Well-known (former) presenters of TV Rijnmond include Sander de Kramer, Ferry de Groot, Rob Geus, Marieke de Vries, Jeroen Snel, Rutger Castricum, Gert van 't Hof, Herman den Blijker, Sinclair Bischop and Philomena Bijlhout. Martin van Waardenberg and John Buijsman appeared in series produced for TV Rijnmond.

==Broadcast area==
Rijnmond serves the southern subregions of South Holland, including the following municipalities:
1. Alblasserdam
2. Albrandswaard
3. Barendrecht
4. Binnenmaas
5. Capelle aan den IJssel
6. Dordrecht
7. Goeree-Overflakkee
8. Gorinchem
9. Hardinxveld-Giessendam
10. Hendrik-Ido-Ambacht
11. Hoeksche Waard
12. Krimpen aan den IJssel
13. Lansingerland
14. Maassluis
15. Molenlanden
16. Nissewaard
17. Papendrecht
18. Ridderkerk
19. Rotterdam
20. Schiedam
21. Sliedrecht
22. Vlaardingen
23. Voorne aan Zee
24. Zuidplas

==Online==
Rijnmond provides news for the residents of the region and other interested parties via its own website. It publishes regional news and weather reports here, but also offers visitors the option to add NOS reports to the overview. Traffic information is also shared. Additionally, visitors can listen to Radio Rijnmond live or watch TV Rijnmond. Television broadcasts can also be watched on demand.

==Social media==
Rijnmond's social media play an important role in the dissemination of regional news and current affairs. Through platforms such as Instagram, TikTok, Facebook, X, Bluesky and YouTube, the broadcaster reaches a broad audience in the Rotterdam-Rijnmond region daily. The channels are used for sharing news items, videos and background stories. Additionally, social media functions as an interactive medium where viewers and listeners can respond to posts and participate in discussions.

==Podcasts==
For several years, Rijnmond has also been publishing podcasts, primarily about the football clubs from the region. For example, it produces Sparta Naar Voren about Sparta Rotterdam and Feyenoord: De Verlenging about Feyenoord.
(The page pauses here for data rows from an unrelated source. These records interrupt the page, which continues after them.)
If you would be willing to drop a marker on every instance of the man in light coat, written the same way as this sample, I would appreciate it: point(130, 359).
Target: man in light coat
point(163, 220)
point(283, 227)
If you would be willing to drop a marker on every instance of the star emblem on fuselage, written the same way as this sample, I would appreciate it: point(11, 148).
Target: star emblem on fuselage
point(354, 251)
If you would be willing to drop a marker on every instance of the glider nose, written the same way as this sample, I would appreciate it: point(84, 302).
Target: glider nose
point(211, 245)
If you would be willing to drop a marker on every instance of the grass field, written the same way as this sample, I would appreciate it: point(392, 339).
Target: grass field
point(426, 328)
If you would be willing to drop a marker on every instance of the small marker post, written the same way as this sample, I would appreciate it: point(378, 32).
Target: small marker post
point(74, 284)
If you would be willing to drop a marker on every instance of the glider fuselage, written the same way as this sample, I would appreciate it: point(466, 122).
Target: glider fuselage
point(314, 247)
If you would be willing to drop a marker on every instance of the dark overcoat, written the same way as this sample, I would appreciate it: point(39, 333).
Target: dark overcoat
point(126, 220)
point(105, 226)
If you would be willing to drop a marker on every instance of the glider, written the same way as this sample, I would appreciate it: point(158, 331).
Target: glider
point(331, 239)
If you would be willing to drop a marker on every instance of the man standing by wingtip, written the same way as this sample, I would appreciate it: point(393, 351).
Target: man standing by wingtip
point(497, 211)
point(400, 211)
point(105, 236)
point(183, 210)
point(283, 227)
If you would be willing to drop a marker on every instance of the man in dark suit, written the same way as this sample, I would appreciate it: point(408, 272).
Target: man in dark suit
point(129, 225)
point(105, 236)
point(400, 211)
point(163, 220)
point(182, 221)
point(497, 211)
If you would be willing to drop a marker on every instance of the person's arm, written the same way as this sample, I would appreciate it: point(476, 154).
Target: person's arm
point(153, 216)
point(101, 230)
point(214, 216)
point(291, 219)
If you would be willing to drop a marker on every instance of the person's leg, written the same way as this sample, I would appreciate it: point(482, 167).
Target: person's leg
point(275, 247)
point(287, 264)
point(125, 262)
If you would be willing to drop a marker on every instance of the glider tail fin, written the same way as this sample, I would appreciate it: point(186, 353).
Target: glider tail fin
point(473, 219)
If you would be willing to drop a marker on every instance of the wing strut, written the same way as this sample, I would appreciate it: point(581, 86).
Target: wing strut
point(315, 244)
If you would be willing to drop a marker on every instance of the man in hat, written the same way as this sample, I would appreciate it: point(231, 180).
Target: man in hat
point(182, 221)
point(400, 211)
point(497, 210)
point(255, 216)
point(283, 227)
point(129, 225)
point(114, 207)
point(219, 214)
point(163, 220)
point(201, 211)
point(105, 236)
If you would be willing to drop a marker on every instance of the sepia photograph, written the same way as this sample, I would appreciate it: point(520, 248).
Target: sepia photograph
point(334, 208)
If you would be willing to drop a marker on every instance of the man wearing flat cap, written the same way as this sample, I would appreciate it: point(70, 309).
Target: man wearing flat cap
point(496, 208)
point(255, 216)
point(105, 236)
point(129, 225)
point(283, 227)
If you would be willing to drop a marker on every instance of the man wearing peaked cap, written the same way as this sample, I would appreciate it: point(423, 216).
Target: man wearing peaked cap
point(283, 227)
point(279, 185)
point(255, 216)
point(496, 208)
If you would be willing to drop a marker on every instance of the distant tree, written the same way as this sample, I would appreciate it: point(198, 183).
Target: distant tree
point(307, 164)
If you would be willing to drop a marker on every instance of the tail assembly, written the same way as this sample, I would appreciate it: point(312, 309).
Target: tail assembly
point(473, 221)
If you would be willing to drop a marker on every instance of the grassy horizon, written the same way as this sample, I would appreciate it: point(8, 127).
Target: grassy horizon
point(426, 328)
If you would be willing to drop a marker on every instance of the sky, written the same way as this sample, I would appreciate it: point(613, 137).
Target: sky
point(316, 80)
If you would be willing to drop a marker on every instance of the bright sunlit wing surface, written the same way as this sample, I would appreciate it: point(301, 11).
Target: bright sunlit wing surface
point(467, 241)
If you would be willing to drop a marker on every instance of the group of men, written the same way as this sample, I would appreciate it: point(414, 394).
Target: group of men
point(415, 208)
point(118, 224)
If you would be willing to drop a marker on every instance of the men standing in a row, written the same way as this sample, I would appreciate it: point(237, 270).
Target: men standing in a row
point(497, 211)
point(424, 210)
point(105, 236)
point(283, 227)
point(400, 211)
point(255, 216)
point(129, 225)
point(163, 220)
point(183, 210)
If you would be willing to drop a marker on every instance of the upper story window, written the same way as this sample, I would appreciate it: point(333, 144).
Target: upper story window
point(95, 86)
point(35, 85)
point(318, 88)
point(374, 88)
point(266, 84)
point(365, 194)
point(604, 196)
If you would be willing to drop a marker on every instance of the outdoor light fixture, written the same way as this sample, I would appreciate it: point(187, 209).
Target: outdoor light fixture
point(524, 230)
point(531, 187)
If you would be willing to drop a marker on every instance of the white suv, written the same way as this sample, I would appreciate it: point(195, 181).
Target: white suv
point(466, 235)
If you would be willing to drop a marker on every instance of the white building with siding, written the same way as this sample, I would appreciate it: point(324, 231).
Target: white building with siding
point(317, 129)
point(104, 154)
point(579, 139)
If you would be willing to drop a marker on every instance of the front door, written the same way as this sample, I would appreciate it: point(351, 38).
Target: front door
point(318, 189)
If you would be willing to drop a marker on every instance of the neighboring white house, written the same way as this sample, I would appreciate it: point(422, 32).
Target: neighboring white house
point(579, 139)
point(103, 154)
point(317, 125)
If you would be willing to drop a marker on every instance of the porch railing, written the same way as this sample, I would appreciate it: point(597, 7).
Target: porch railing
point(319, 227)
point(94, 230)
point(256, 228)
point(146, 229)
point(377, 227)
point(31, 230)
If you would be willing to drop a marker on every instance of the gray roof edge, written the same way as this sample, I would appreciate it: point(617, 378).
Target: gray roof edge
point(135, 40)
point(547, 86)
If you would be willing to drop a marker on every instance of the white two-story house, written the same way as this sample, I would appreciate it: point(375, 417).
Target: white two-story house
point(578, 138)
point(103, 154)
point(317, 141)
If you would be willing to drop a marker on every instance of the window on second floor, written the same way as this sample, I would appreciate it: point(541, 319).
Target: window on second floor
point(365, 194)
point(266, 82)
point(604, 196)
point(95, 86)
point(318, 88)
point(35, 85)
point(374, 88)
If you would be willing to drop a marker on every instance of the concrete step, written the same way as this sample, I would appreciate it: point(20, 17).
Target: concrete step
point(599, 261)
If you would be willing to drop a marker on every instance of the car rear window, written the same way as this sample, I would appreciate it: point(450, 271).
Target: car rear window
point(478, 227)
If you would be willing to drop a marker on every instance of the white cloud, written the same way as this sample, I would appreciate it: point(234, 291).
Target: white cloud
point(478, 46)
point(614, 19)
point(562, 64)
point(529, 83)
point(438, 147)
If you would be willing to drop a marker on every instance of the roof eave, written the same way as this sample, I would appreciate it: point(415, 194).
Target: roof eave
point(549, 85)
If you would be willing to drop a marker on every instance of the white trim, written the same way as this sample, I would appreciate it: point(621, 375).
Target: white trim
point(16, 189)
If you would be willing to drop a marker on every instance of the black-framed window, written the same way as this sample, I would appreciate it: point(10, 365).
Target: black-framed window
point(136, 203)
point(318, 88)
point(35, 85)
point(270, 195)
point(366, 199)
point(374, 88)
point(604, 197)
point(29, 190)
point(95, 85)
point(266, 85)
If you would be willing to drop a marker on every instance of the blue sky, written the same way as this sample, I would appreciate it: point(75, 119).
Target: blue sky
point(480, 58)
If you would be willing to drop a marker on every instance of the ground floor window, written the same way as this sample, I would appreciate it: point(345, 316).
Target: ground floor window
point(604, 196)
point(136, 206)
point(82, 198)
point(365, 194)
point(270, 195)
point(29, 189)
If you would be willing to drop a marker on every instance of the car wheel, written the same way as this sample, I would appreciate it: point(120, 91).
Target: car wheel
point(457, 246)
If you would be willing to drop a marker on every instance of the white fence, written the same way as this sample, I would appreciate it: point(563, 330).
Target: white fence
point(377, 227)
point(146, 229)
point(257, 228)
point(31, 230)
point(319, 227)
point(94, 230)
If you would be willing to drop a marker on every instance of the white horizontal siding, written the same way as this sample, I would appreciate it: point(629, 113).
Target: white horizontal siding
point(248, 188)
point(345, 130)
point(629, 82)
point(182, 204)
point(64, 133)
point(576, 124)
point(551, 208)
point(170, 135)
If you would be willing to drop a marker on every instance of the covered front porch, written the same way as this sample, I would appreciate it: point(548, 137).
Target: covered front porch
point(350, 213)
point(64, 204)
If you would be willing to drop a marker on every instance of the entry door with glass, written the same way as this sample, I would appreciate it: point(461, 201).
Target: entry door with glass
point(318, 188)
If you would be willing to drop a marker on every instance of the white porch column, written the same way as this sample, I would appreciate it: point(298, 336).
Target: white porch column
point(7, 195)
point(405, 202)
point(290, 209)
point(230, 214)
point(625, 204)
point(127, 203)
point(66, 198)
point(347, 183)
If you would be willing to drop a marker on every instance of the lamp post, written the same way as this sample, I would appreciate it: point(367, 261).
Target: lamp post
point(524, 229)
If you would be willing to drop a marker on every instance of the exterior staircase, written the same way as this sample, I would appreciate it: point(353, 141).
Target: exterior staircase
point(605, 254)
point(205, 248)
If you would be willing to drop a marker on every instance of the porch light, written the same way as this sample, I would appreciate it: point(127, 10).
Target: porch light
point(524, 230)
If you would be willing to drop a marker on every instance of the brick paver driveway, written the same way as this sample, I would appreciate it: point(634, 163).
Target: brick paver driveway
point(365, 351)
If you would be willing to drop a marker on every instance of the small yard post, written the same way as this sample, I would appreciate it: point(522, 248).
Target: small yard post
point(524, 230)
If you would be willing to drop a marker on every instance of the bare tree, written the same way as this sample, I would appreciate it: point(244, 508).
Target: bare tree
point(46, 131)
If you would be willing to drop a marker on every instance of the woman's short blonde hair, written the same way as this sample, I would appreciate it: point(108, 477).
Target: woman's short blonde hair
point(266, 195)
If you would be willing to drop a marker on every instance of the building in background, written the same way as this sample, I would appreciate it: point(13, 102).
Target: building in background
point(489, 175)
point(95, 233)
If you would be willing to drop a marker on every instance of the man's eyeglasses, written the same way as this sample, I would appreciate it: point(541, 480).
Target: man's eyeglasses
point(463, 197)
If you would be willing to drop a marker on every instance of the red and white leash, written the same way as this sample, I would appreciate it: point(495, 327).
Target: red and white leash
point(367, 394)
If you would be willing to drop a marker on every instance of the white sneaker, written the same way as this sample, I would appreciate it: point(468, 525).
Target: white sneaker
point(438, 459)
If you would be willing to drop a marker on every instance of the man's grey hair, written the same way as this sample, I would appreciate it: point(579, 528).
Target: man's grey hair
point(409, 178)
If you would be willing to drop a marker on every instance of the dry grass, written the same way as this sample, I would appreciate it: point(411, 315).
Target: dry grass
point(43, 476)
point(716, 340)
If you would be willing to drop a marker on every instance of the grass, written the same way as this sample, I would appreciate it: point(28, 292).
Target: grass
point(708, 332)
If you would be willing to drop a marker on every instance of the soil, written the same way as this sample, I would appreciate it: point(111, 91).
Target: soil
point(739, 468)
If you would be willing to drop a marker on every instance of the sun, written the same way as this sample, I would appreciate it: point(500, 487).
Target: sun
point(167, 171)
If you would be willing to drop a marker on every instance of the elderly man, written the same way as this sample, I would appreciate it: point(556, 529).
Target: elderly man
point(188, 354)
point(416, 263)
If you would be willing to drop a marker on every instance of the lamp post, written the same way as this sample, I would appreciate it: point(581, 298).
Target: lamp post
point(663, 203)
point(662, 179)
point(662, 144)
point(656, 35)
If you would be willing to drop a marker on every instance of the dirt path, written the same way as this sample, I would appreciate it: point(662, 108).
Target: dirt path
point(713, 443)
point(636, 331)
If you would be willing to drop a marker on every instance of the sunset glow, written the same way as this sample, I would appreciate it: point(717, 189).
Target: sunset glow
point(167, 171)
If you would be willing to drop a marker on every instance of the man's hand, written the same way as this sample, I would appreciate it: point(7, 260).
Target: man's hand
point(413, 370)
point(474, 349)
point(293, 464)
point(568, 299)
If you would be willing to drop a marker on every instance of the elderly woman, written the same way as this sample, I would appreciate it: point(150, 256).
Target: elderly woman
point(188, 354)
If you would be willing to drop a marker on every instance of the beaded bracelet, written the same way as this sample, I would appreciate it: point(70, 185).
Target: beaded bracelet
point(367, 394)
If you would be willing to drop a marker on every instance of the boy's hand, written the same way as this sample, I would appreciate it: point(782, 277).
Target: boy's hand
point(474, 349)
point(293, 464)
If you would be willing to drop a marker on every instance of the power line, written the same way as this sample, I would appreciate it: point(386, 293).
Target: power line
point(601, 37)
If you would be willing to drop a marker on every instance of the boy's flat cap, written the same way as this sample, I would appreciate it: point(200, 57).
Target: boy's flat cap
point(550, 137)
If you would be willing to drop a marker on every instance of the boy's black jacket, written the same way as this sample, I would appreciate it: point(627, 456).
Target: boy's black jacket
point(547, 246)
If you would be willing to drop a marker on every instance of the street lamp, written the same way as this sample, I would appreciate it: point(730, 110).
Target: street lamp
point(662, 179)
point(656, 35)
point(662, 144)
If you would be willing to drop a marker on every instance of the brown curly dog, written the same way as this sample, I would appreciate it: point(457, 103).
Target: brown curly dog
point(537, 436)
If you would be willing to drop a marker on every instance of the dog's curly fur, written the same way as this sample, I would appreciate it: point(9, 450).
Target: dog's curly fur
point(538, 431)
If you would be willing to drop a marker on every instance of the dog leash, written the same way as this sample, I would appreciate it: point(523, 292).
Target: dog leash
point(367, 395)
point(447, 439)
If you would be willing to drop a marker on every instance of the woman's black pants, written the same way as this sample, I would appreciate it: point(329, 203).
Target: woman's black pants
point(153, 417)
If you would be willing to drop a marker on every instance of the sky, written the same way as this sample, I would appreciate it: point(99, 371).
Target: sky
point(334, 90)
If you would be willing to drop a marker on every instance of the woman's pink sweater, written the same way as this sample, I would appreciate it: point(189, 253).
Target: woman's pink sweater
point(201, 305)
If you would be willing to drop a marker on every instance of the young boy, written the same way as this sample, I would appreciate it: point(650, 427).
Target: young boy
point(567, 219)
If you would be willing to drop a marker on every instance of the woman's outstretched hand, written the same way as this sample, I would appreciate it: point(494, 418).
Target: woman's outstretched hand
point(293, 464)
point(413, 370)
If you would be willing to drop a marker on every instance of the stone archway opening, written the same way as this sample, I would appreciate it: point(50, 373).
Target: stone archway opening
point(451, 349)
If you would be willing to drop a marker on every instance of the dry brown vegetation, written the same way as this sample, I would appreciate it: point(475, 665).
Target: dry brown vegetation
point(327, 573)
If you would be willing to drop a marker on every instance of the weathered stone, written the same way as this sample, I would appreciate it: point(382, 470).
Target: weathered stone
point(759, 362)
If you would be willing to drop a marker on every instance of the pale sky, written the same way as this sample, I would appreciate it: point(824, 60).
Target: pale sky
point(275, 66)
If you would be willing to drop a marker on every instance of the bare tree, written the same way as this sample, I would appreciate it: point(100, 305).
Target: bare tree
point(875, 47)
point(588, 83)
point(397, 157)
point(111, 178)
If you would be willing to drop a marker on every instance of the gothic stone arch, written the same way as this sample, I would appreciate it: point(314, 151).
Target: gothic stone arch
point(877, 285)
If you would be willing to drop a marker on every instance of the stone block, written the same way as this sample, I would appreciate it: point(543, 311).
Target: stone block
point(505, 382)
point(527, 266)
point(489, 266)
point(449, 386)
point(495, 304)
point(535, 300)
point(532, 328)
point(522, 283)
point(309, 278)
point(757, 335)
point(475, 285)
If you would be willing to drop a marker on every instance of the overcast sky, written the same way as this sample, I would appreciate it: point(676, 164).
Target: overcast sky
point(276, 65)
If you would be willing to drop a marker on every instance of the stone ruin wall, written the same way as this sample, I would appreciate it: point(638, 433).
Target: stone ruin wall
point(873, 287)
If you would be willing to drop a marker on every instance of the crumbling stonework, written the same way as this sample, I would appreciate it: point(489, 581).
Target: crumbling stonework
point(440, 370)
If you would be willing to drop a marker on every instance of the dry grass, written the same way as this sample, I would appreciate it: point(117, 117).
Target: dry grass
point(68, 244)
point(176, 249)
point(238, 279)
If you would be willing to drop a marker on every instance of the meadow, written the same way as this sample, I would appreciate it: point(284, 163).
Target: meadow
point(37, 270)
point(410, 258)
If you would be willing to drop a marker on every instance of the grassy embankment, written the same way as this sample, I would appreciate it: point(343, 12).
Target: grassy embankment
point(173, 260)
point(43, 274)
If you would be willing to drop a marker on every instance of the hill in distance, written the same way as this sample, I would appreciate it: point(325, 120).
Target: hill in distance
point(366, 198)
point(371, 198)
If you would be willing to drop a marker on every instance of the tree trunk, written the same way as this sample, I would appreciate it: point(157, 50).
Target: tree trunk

==You'll Never Walk Alone Award==
Lee Towers, officially Leen Huijzer, received the first You'll Never Walk Alone Award on March 23, 2026. From that point on, this new award will be presented annually by Rijnmond on Huijzer's birthday to a local resident who makes a special contribution to society.

Winners of the You'll Never Walk Alone Award
| Year | Name | Role | Note(s) |
| 2026 | Lee Towers | Singer | Namesake of the trophy |

==Collaboration partners==
Rijnmond collaborates with various regional and national partners in its news provision. These partners include NOS, POINTER, and LINQ Media, among others. In addition, Rijnmond maintains contacts with regional broadcasters such as Omroep West, OPEN Rotterdam, RTV Lansingerland and Stichting WOS. Collaborations with RTV Dordrecht, Omroep Twee and Omroep Archipel are also part of the network. These partnerships ensure a broader and richer range of news and journalistic productions.